Each year, there are 200 questions against twenty classical music scores in MusicXML. Participants have to build a system which can return a set of one or more answer passages for each query. In previous years, each passage marked the start and end in the score of one answer to the question. This year, in addition, some answers are points in the score. For example, it is sometimes not clear where a cadence starts and ends; what is clear is the instant when the V-I transition occurs. Therefore, by using points, we can reduce ambiguity. The use of points allowed new types of query such as key changes, which are clearly points not passages.

In the next section we briefly describe the task, including the method of evaluation. After that, we outline the preparation of the Gold Standard data, comprising queries, scores and answers. Next, we briefly describe the work on feature structure representations for queries, expressed in JSON. The details of the 2017 campaign are then presented, together with the results. Finally, we draw conclusions from the 2017 C@merata task. 2

2017 TASK The C@merata task has remained almost unchanged since 2014 and detailed descriptions can be found in previous papers [ 4,5,6,7,8,9 ]. We summarise the main points here. There are 200 questions, each one being a single noun phrase in English. Half of the questions use American terminology (quarter note, measure) while the other half use English terminology (crotchet, bar).

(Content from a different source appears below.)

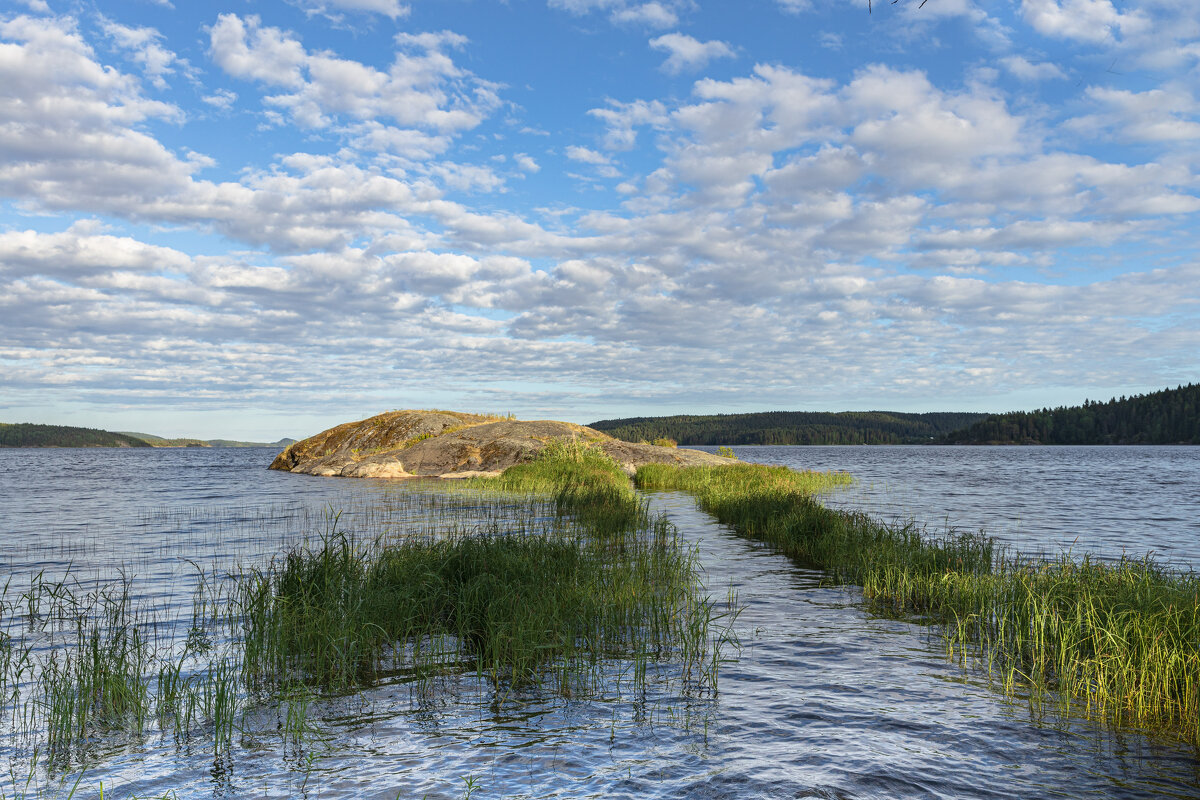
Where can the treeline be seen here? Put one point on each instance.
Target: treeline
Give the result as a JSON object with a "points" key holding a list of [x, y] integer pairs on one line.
{"points": [[1167, 417], [792, 427], [27, 434]]}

There are twenty MusicXML scores, and ten queries are set against each one. Participants must answer each query by means of one or more answer passages or answer points. There are now two forms of answer, passages and points. A passage specifies part of a score, beginning and ending at specific places. For example, [4/4,1,1:1-2:4] means we are in 4/4 time, divisions is set to one (i.e. we are measuring in crotchets) the passage starts before the first crotchet beat of bar one (1:1) and the passage ends after the fourth crotchet beat of bar two (2:4).

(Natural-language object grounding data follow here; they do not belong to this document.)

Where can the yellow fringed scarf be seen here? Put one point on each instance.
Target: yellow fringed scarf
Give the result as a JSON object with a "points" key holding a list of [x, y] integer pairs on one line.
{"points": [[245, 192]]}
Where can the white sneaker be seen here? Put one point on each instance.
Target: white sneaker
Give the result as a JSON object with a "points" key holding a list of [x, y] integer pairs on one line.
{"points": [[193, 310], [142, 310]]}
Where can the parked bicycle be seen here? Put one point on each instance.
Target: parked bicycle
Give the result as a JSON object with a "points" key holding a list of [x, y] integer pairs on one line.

A point specifies the instant at which something happens in the score. For example, [ 3/4, 1, 7a3 ] means we are in 3/4 time, beating in crotchets, and the point falls in bar 7 after the third crotchet beat. In other words, this is the very end of bar seven. Of course, we have to consider whether that is the same as the start of bar eight, which we would write as [ 3/4, 1, 8b1 ]. There are subtle differences; a repeat mark could be considered as being at the end of a bar and not at the start of the next bar, while a key signature would be at the start of a bar, not at the end of the previous one.

For the 2017 task we resolve this ambiguity by stating that all points must be specified in the ‘a’ form (e.g. ‘7a3’) except the very start of the piece, which by definition will need to be in the ‘b’ form.

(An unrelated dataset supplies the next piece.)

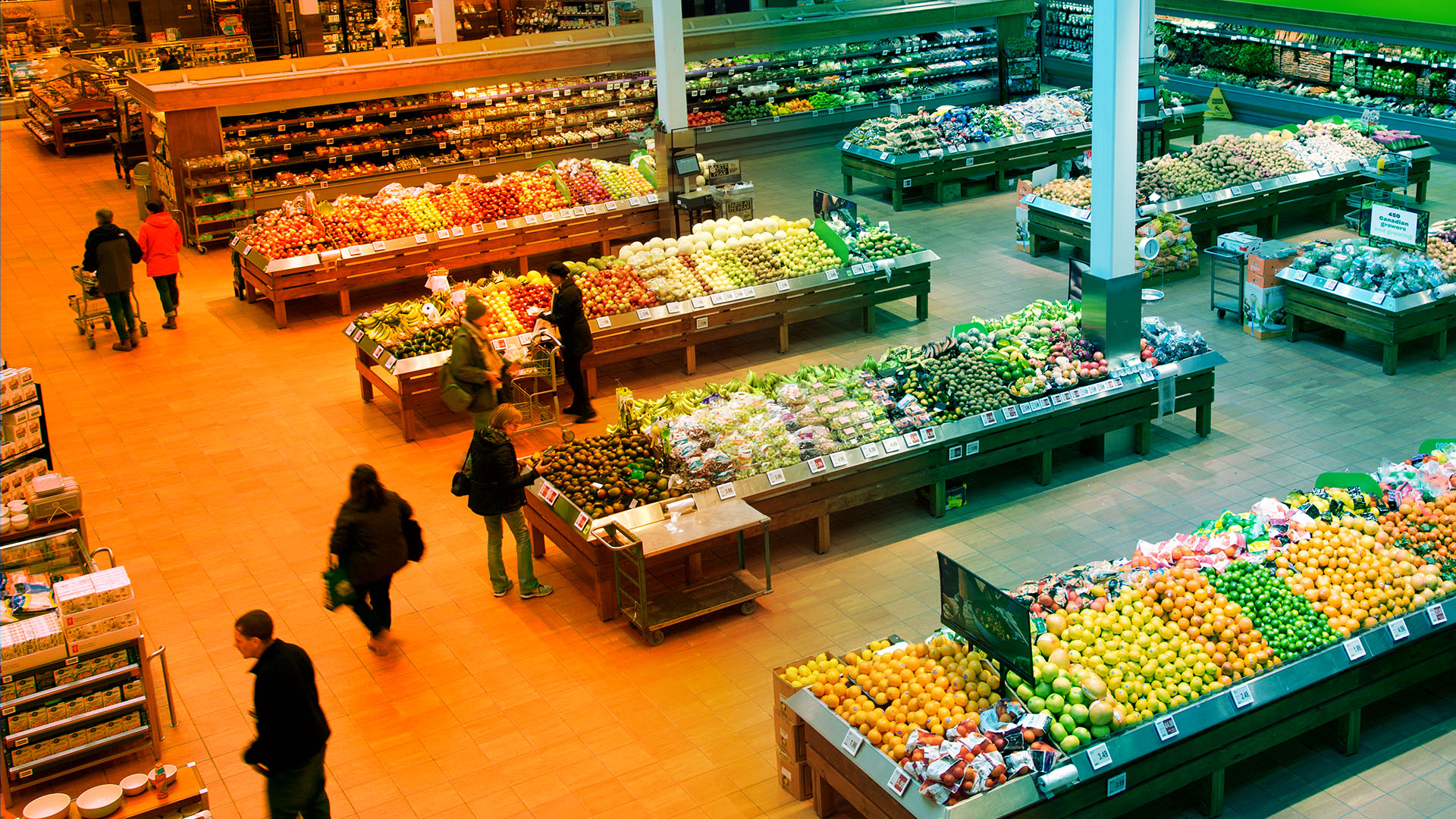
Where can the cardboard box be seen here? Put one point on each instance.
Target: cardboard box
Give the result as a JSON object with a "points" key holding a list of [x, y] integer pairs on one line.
{"points": [[794, 777], [1264, 311]]}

We have reflected on the significance of points vs. passages in the current campaign. Firstly, clefs, key signatures and time signatures are all points, because they all have zero length. Changes of clef, key signature etc. in the middle of the piece are also points. Grace notes are points, because, while they do have a length in performance, they have zero length from the perspective of the beat arithmetic within the bar in which they occur. A particularly interesting example can be found towards the end of Der Dichter Spricht from Kinderszenen by Robert Schumann. This is an extended passage lasting perhaps sixteen seconds, all taking up no beats in the score! Cadences are points not passages, because it is always clear where the transition from the V chord to the I chord takes place as it lies immediately before the start of the I chord. On the other hand, the start of the V chord may not be that clear, leading to problems if a cadence is specified as a passage with a beginning and end. Interestingly, this problem seems not to have come to light in the context of music theory exams and oral tests; the examiner may ask for a cadence to be identified (as perfect or plagal for example) but they never ask exactly where it is, as this is considered to be obvious.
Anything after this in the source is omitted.